Shepard recalled that she and Bathard would often talk for hours on the phone while listening to records. She described visiting his basement as “the best experience in the world”.
She added: We were friends. “
Joseph Edward Bathard Jr. was born in Frederick on July 11, 1936. His father ran a produce supply business and his mother Viola (Kala) Bathard was a stay-at-home mom.
Around the age of seven or eight, Joe began stocking up on records by Western star Gene Autry, known as “The Singing Cowboy.” Within a few years, he heard and fell in love with country singer Jimmie Rogers. When he could not find any Rodgers records in his local stores, he began looking for them, knocking on local doors until a woman handed him a box containing two Rogers 78s.
As a teenager, he began hosting local radio shows in his parents’ basement. Upon obtaining his driver’s license, he expanded his search for his beloved records, touring Virginia, West Virginia, and North Carolina.
It became an obsession, pleasing him, making him dance in the basement, play the air sax, air guitar and air banjo. (He also played guitar and mandolin.)
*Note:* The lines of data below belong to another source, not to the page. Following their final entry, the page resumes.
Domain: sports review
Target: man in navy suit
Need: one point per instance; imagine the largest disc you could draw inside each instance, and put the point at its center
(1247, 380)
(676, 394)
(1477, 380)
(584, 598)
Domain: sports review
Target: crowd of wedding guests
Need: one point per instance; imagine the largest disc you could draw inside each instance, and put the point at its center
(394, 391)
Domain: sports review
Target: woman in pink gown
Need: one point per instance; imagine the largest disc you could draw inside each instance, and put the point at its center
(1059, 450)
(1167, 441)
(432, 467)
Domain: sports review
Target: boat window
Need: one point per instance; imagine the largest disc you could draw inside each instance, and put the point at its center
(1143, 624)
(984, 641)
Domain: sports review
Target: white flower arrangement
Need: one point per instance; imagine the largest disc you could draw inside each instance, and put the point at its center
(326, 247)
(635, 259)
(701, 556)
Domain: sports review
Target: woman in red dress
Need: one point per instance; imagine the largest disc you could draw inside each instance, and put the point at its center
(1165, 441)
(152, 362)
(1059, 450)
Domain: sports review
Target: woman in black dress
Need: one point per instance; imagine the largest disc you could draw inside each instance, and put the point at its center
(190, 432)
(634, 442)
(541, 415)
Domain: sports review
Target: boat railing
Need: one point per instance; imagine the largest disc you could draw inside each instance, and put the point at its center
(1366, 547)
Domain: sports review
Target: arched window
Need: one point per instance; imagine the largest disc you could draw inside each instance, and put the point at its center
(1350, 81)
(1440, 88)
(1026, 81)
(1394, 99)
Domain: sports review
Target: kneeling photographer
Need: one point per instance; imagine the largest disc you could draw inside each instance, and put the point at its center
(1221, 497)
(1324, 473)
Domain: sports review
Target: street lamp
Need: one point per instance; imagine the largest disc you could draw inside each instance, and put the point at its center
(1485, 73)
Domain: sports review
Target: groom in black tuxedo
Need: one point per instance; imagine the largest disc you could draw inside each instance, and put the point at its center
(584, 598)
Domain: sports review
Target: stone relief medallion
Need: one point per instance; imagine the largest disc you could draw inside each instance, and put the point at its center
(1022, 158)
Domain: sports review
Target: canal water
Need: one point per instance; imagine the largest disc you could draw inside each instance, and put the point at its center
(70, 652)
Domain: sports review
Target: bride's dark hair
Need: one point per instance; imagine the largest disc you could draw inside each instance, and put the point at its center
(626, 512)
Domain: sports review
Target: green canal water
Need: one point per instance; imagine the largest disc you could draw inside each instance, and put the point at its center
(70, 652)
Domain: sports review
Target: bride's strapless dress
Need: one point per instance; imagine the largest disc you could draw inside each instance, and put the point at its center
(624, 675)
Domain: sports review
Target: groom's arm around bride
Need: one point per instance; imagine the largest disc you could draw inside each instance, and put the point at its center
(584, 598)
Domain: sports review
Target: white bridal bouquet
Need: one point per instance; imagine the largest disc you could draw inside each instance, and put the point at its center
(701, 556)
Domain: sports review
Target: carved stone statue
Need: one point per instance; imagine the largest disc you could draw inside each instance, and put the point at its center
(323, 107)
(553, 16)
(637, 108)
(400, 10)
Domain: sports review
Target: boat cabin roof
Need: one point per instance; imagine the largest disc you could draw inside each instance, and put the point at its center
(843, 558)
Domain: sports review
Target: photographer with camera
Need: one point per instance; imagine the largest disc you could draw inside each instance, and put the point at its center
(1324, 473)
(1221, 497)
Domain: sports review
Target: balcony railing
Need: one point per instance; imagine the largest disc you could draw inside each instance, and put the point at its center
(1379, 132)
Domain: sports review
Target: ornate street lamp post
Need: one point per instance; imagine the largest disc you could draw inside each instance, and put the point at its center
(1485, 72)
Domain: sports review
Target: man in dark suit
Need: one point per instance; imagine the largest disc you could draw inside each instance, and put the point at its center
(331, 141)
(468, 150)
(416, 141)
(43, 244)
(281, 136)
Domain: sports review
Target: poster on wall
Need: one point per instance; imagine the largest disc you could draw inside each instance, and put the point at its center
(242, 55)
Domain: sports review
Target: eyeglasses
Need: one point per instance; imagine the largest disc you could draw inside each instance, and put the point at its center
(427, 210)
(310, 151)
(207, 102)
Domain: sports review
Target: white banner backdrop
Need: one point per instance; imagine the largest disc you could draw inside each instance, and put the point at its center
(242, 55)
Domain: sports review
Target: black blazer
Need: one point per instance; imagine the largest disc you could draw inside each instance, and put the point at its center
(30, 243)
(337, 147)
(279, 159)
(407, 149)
A month ago, he went to a flea market in Emmitsburg, Maryland, looking for a 78, but found nothing.
“He had a lot of records left to hunt,” says Anderson, adding that he has no plans to move the collection at this time.
Boussard didn’t just collect 78. He also built a basement studio in his parents’ home in the 1950s to create his own Phonotone label, which included the Possum Horror Boys (a country and rockabilly band), the Tennessee Mess Aroundders (a member of the blues group), Influential Fingerstyle recorded artists such as his guitarist. John Fahey(He later moved his collection and studio into a house he shared with his wife and daughter.)
A 5 CD collection including 131 CDs from Mr. Boussard’s 78’s. “Fototone Records: Frederick Maryland (1956-1969)”, Released by Dust-to-Digital in 2005, it was nominated for a Grammy Award for Best Box or Special Limited Edition Package.
In 2003, Mr. Boussard became the subject of a documentary, “Desperate Man Blues: Discovering the Roots of American Music” Directed by Edward Gillan.
In addition to Anderson, he has three granddaughters. His wife died in 1999.
Once, in a small coal town in southwestern Virginia, Mr. Bathard asked a gas station attendant where he could find records, and was told to go to a nearby hardware store. When he got there, the owner ushered him into his cache of 5,000 records that had never been played.
“The first record I pulled out was ‘Sobbin’ Blues’ by King Oliver from Okeh, a brand new, at least $400 record,” he says, referring to the record label founded in 1918. I excitedly recalled it in an interview with the Washington City Paper. The next thing I pulled was ‘Jackass Blues’ by the Dixie Syncopators. He picked 4 of his 78 stacks and paid $100.
“I was so elated when I left the store,” he said.